Incontro Walter Veltroni, ex sindaco di Roma e fondatore del Pd, nel suo appartamento romano. Quartiere Salario. Sulla parete del salotto, tra un disegno di Fellini e la foto di famiglia scattata dopo la vittoria alle Comunali del 2001, c’è lo schizzo del progetto dell’Auditorium, luogo culto del veltronismo. Il disegno glielo ha regalato Renzo Piano qualche mese fa per i suoi sessant’anni. L’età ha molto a che fare con il volume che Veltroni ha appena dato alle stampe (Ciao, Rizzoli). Dice: «Ho sempre vissuto progettando. E a sessant’anni si fa più fatica a progettare. Invece di fare come tanti che continuano a stare in politica, io ho cominciato a girare film, rischiando di beccarmi pomodori e insulti. E ho continuato a scrivere. In quest’ultimo romanzo, cerco mio padre Vittorio».

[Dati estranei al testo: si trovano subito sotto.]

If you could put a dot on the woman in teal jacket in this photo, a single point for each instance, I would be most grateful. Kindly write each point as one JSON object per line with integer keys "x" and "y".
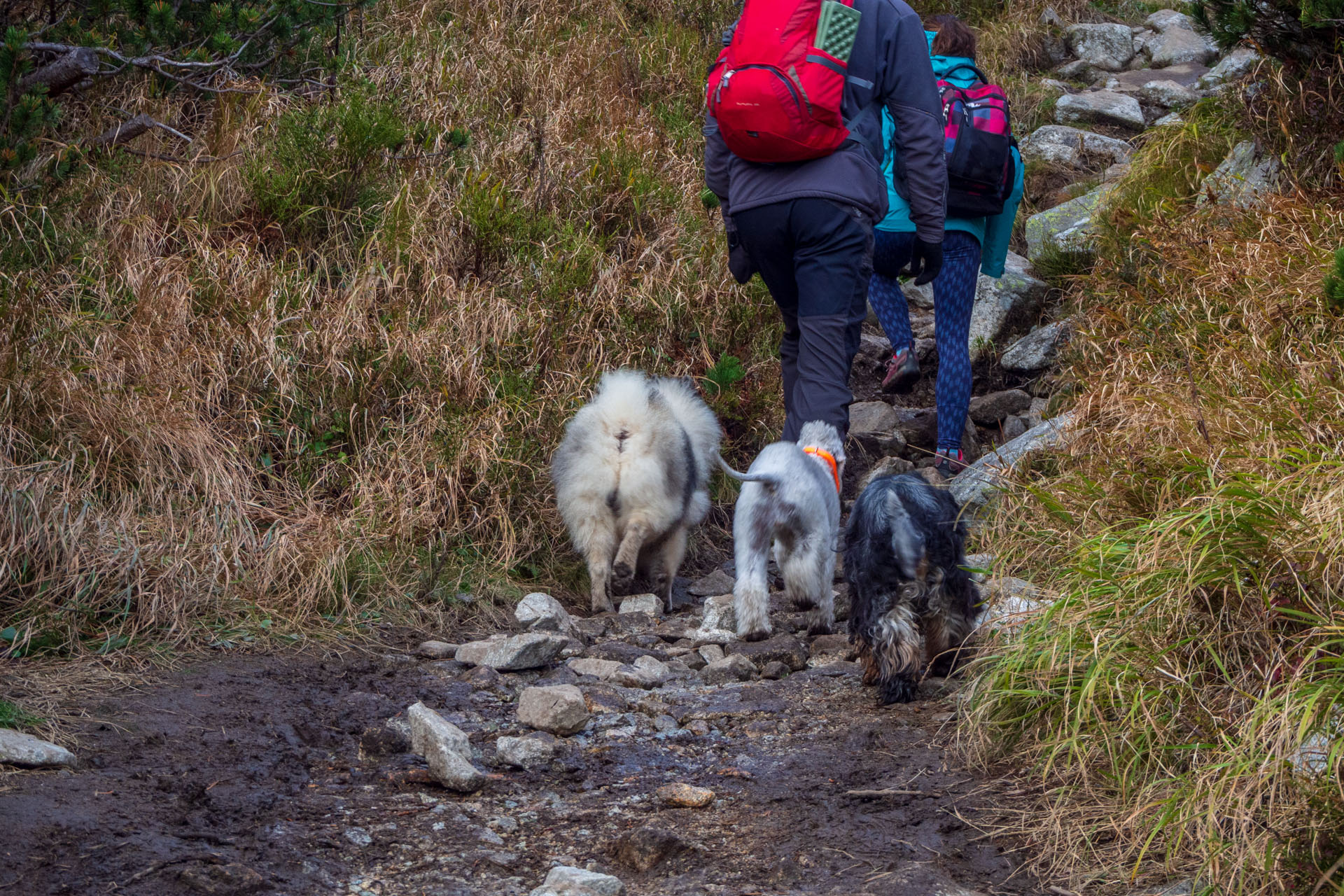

Siamo nella stessa stanza in cui si svolge gran parte di Ciao. Ci sono cinque telecomandi su un tavolinetto. Tre librerie gonfie di dvd. Una scrivania ricoperta di carte. C’è anche la scatola d’argento con incise le firme dei colleghi Rai di Vittorio Veltroni che contiene le fiches colorate con cui Walter giocava da piccolo. Il libro è un fantasy intimo: Veltroni immagina di incontrare suo padre, morto quando lui aveva un anno. Dalla conversazione tra i due nasce un racconto intrecciato: l’informazione Rai degli anni Cinquanta, di cui Vittorio era mattatore, e l’infanzia anni Sessanta di Walter. Le radiocronache di eventi epocali e le lotte politiche. Il padre che veniva soprannominato “volemose bene”, per l’indole pacificatrice, e il figlio gran cerimoniere del buonismo nazionale. C’è tutta la cosmogonia veltroniana e ci sono molti ricordi personalissimi dell’ex leader democratico. Il volo liberatorio, in aliante, dopo le dimissioni da segretario del Pd. Il rapporto con mamma Ivanka, le partite di calcio infinite al parco dei Daini, le molestie subite sulla Cristoforo Colombo dopo un concerto dei Rolling Stones, la conferenza di Herbert Marcuse al teatro Brancaccio di cui non capì molto, la canzone A Whiter Shade of Pale ballata con la figlia di un dirigente del Pci, sperando che nessuno passasse con la scopa per chiedere il cambio. Domando: la figlia del dirigente era l’economista Lucrezia Reichlin? Replica: «È difficile sbagliarsi. Lei era inarrivabile». Veltroni, nel finale, costringe persino se stesso a una straziante telecronaca del funerale del padre.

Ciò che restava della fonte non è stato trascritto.